Other gram-negative bacteria present in potable water also can cause health-care associated infections. Clinically important, opportunistic organisms in tap water include Pseudomonas aeruginosa, Pseudomonas spp., Burkholderia cepacia, Ralstonia pickettii, Stenotrophomonas maltophilia, and Sphingomonas spp.. Immunocompromised patients are at greatest risk of developing infection. Medical conditions associated with these bacterial agents range from colonization of the respiratory and urinary tracts to deep, disseminated infections that can result in pneumonia and bloodstream bacteremia. Colonization by any of these organisms often precedes the development of infection. The use of tap water in medical care (e.g., in direct patient care, as a diluent for solutions, as a water source for medical instruments and equipment, and during the final stages of instrument disinfection) therefore presents a potential risk for exposure. Colonized patients also can serve as a source of contamination, particularly for moist environments of medical equipment (e.g., ventilators).
In addition to Legionella spp., Pseudomonas aeruginosa and Pseudomonas spp. are among the most clinically relevant, gram-negative, health-care associated pathogens identified from water. These and other gram-negative, non-fermentative bacteria have minimal nutritional requirements (i.e., these organisms can grow in distilled water) and can tolerate a variety of physical conditions. These attributes are critical to the success of these organisms as health-care associated pathogens. Measures to prevent the spread of these organisms and other waterborne, gram-negative bacteria include hand hygiene, glove use, barrier precautions, and eliminating potentially contaminated environmental reservoirs.

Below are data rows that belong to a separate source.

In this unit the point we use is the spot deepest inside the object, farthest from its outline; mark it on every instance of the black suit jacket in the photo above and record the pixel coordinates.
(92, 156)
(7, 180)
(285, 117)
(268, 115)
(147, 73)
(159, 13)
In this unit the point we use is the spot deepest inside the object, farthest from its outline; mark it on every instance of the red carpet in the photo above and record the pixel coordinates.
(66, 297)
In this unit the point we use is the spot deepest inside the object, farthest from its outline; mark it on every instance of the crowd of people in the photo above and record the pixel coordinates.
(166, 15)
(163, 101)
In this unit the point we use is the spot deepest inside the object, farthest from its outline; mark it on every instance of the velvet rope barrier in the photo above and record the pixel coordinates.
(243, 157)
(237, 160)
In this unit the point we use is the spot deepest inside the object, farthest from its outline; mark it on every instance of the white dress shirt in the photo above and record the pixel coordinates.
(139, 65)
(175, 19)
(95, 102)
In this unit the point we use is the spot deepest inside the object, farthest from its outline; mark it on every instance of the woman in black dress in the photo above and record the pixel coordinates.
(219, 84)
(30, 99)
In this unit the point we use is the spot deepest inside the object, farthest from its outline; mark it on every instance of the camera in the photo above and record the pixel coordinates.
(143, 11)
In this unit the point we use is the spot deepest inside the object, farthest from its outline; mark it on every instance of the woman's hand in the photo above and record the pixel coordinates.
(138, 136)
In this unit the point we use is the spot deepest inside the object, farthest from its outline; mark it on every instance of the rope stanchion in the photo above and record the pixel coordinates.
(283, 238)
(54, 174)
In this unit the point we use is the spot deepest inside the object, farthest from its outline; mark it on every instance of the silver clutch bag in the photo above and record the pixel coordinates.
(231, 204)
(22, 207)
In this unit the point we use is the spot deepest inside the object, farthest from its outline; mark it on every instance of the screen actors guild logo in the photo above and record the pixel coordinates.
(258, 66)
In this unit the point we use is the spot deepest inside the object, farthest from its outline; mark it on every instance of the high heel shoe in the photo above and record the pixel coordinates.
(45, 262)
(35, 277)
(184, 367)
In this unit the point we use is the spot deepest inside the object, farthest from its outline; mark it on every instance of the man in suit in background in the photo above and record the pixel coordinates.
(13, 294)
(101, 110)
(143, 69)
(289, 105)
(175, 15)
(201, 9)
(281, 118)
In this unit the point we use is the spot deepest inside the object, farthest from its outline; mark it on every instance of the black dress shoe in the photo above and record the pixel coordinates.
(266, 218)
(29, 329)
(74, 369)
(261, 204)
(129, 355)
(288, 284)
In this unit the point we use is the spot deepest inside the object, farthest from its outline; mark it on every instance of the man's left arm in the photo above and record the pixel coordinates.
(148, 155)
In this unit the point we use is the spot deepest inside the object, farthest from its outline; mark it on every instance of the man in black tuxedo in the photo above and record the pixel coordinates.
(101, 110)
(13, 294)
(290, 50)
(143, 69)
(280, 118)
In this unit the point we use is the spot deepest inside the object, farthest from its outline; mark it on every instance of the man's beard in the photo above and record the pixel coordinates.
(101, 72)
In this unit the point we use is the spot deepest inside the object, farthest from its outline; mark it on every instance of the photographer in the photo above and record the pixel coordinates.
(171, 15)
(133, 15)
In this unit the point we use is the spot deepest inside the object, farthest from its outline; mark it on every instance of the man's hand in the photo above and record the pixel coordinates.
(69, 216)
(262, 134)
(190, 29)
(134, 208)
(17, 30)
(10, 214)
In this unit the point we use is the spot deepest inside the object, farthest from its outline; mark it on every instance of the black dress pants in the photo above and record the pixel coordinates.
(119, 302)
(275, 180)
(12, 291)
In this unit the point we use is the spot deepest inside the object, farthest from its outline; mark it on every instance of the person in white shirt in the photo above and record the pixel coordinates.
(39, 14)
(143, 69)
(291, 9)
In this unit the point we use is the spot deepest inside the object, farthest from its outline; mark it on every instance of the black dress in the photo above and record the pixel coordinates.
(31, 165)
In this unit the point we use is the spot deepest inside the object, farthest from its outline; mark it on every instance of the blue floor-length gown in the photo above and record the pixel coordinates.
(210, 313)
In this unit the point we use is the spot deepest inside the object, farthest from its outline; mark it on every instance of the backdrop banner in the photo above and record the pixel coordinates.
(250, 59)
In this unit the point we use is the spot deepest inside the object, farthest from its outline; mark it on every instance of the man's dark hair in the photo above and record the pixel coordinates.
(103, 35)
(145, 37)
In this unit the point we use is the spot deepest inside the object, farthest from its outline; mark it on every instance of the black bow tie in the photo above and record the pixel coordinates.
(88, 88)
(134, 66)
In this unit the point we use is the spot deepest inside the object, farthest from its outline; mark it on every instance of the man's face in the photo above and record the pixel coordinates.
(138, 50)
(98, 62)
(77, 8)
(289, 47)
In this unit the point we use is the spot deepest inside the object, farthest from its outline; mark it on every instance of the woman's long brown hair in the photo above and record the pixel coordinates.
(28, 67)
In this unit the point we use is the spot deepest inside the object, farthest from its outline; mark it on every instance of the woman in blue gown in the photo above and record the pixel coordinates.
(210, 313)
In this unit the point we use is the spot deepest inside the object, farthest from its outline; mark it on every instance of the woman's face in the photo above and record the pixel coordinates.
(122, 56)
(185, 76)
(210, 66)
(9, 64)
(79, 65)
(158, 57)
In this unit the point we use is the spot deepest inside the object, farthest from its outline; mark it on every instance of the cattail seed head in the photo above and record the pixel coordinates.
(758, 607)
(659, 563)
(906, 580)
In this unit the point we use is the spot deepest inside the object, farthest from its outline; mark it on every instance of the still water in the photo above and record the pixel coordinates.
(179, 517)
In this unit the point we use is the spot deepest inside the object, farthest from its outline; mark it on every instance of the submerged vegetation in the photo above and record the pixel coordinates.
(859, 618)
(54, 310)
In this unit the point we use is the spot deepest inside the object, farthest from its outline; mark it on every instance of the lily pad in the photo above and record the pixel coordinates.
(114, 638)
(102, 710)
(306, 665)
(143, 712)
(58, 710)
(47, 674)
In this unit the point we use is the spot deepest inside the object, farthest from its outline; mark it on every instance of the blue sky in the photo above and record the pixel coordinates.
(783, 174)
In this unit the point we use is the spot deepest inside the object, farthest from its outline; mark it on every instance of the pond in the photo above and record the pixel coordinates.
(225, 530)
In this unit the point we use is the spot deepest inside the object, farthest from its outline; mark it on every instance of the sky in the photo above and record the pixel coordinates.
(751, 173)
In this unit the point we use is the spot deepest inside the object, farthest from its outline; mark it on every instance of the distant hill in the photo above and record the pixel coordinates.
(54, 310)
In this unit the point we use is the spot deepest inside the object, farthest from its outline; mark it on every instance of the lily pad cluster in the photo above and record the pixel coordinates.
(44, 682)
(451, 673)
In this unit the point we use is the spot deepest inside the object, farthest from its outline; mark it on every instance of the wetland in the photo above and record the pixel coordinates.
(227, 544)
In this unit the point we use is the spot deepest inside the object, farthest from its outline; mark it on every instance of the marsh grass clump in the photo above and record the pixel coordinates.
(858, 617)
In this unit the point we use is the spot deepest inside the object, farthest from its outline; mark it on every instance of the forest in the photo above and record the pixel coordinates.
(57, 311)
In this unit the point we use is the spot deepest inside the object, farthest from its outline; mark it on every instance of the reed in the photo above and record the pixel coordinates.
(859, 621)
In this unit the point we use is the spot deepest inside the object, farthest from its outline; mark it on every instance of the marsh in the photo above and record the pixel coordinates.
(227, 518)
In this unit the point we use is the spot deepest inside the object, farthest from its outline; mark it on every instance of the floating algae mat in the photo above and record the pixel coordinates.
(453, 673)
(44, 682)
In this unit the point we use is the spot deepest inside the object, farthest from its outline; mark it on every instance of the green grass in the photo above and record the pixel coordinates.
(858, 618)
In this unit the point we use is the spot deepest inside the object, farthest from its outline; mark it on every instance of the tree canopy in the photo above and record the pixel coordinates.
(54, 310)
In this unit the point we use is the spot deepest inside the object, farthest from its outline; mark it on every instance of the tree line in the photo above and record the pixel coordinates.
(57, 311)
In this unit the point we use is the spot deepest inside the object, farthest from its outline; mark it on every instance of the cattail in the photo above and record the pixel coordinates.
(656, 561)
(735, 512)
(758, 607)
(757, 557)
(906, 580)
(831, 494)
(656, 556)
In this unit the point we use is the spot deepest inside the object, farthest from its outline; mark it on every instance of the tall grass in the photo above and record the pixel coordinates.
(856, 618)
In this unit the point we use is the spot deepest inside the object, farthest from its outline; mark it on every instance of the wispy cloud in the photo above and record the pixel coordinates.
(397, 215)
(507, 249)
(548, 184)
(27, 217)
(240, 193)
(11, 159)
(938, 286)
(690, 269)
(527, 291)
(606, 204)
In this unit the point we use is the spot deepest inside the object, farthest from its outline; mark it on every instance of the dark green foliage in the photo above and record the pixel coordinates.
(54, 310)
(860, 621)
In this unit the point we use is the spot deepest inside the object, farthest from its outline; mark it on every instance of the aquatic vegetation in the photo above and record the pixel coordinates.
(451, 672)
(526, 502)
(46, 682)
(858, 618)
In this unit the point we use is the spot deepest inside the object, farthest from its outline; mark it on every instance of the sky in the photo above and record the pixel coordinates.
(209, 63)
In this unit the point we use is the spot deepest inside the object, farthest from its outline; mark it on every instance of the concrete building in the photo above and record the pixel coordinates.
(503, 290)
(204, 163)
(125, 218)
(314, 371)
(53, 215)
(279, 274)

Two additional gram-negative bacterial pathogens that can proliferate in moist environments are Acinetobacter spp. and Enterobacter spp. Members of both genera are responsible for healthcare– associated episodes of colonization, bloodstream infections, pneumonia, and urinary tract infections among medically compromised patients, especially those in ICUs and burn therapy units.
Infections caused by Acinetobacter spp. represent a significant clinical problem. Average infection rates are higher from July through October compared with rates from November through June. Mortality rates associated with Acinetobacter bacteremia are 17%–52%, and rates as high as 71% have been reported for pneumonia caused by infection with either Acinetobacter spp. or Pseudomonas spp.Multi-drug resistance, especially in third generation cephalosporins for Enterobacter spp., contributes to increased morbidity and mortality.
Patients and health-care workers contribute significantly to the environmental contamination of surfaces and equipment with Acinetobacter spp. and Enterobacter spp., especially in intensive care areas, because of the nature of the medical equipment (e.g., ventilators) and the moisture associated with this equipment.